17 h nous sommes au café Tarzan et les équipages qui arrivent ouvrent leurs capots. Etape facile pourtant, mais déjà un embiellage hors service suite à une hélice de ventilateur desserrée, un cul de boite percé suite à un problème de roulement desserré sur la voiture de Mandine. Quant à la voiture de Jean Claude, l'autopsie montre que si l'embrayage patinait, cela ne provenait pas d'huile dans l'embrayage, mais d'un problème de butée.
Mardi 07/10/08
Le départ de la première épreuve de régularité sera donné à 9 h annonce l'organisateur. Il s'agit de parcourir 90 kms de pistes en un temps de 2h à l'aide d'un roadbook sur lequel ne figure aucun point GPS, mais seulement des indications de cap. Le challenge ne semble pas irréalisable, mais quelques kms après le départ, un banc de sable remet tout le monde à égalité. Plantage général, on sort les pelles, les plaques de désensablage, on pousse et la troupe repart et ce sont 20 mn de perdues. Ce sont ensuite des successions de pistes, des égarements et un CP (Contrôle de passage ) passé à l'envers ! La piste est ensuite dure avec de nombreux passages d'oued. Les crevaisons commencent, Carlos et C. Komaniecki en font les frais, le démarreur de Mandine fait des siennes et nous perdons Popof et son copilote polonais. Après quelques heures d'errance, nous sommes surpris de trouver l'arrivée dans un endroit non prévu dans le Road book. Nous ne connaîtrons le classement qu'au bivouac de ce soir. 16h. Le bivouac s'installe, inspection des voitures et séance de réparation de pneus. Le réservoir à eau inox installé dans la voiture de Jean Claude, s'est fissuré et toute l'eau est partie sur la piste. La réserve d'huile moteur de Michel s'est renversée dans la voiture, la malle arrière de notre 2cv s'est ouverte, et nous avons perdu la pharmacie, Jackie, en regonflant ses roues à oublié son manomètre servant à contrôler la pression des pneus, sur l'aile de sa 2cv. Petite inspection du carburateur de notre 2cv, car depuis ce matin le premier corps du carburateur ne fonctionne plus, pour cause de gicleur bouché. Toutes les 2cv ne sont pas là et nous apprenons qu'une 2cv est en remorque : embrayage cassé.

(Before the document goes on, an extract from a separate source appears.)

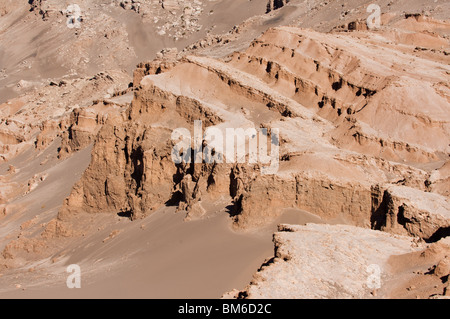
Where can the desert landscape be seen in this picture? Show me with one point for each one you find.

Le bivouac de ce soir se situe à 20 kms à l'ouest de Foum Tataouine au pied d'une citadelle abandonnée juchée sur la montagne.
Mercredi 08/10/08
9h du matin, le traditionnel briefing à ne pas manquer : l'organisateur donne les consignes pour la journée et le classement de la veille. L'équipage marseillais occupe la 1° place et nous sommes 7°. Aujourd'hui le parcours sera seulement de 30 kms et le départ sera donné à 1àh en fonction du classement de la veille. 10h12. Nous nous élançons à notre tour. Tout va mieux à bord, plus de problème de carburateur, le roadbok parait moins énigmatique et le tripmaster à livré ses secrets. Les kilomètres défilent, nous rattrapons les deux concurrents partis avant nous, et déjà l'arrivée. Bien que s'agissant d'une épreuve de régularité, nous réalisons neammoins le meilleur temps. Nous partons ensuite en direction de Tataouine ou Koma en profite pour ressouder son pot d'échappement. L'essence de contrebande libyenne est ici en vente libre à 0,8 DH le litre soit 0,48 euro le litre. On croit rêver. Nous avons quelques inquiétudes concernant la qualité de cette essence, mais le brave moteur de la 2cv ingurgite sans problème cette peu onéreuse avoine libyenne. Les plaisanteries vont bon train sur l'origine de la panne de la voiture à Popof. Croyant bien faire, celui ci avait entouré les fils de bougies et les bougies d'une gaine plastique, qui en fondant sous l'effet de la chaleur rendait les bougies inopérantes. Vers 15h nous partons en direction de Remada et pratiquement aucun touriste dans ce secteur. De ce fait les prix nous réservent une agréable surprise : 5DH (3 euros) pour un repas et 0,03 euro pour un café. Il fait chaud et nous faisons les pleins ( 80 litres d'essence et 30 litres d'eau ) car nous abordons le Grand Sud Tunisien. Nous nous regroupons à Kambou pour un contrôle par l'armée et la police qui doivent veiller sur notre sécurite.
Jeudi 09/10/08
Surprise au réveil : le campement est noyé dans la brume au grand dam de tous ceux qui ont dormi à la belle étoile. Ce matin pas de farniente, on plie les tentes mouillées et direction 30 kms vers le sud ou sera donné le départ de l'épreuve de ce jour. Les cachets d'Imodium commencent à circuler dans le camp et petite intervention du médecin pour panser le mollet d'un concurrent blessé par une sangle lors d'un remorquage. Pas de problèmes tout au long des 46 kms du parcours. Nous doublons deux voitures et franchissons sans encombre la ligne d'arrivée qui se trouve prés d'une providentielle source d'eau chaude. Quelques soucis dans cette étape pour Popof retardé par une crevaison et une rupture de tirant de suspension a changer au bord de la piste. Après la bénéfique toilette nous partons pour le point GPS où se trouve le bivouac. Le vent est fort et en fin d'après midi l'orage menace le campement. Ali l'accompagnateur connaissant la soudaineté des orages fait par prudence évacuer toutes les tentes qui s'étaient installées dans l'oued. Quelques dunettes, font leur apparition. Nous sommes à 60 kms à l'est de El Borma et demain la journée promet d'être difficile.


Vendredi 10/10/08


Le vent a soufflé toute la nuit et au matin surpris l'intérieur de la tente est recouvert d'une pellicule de sable.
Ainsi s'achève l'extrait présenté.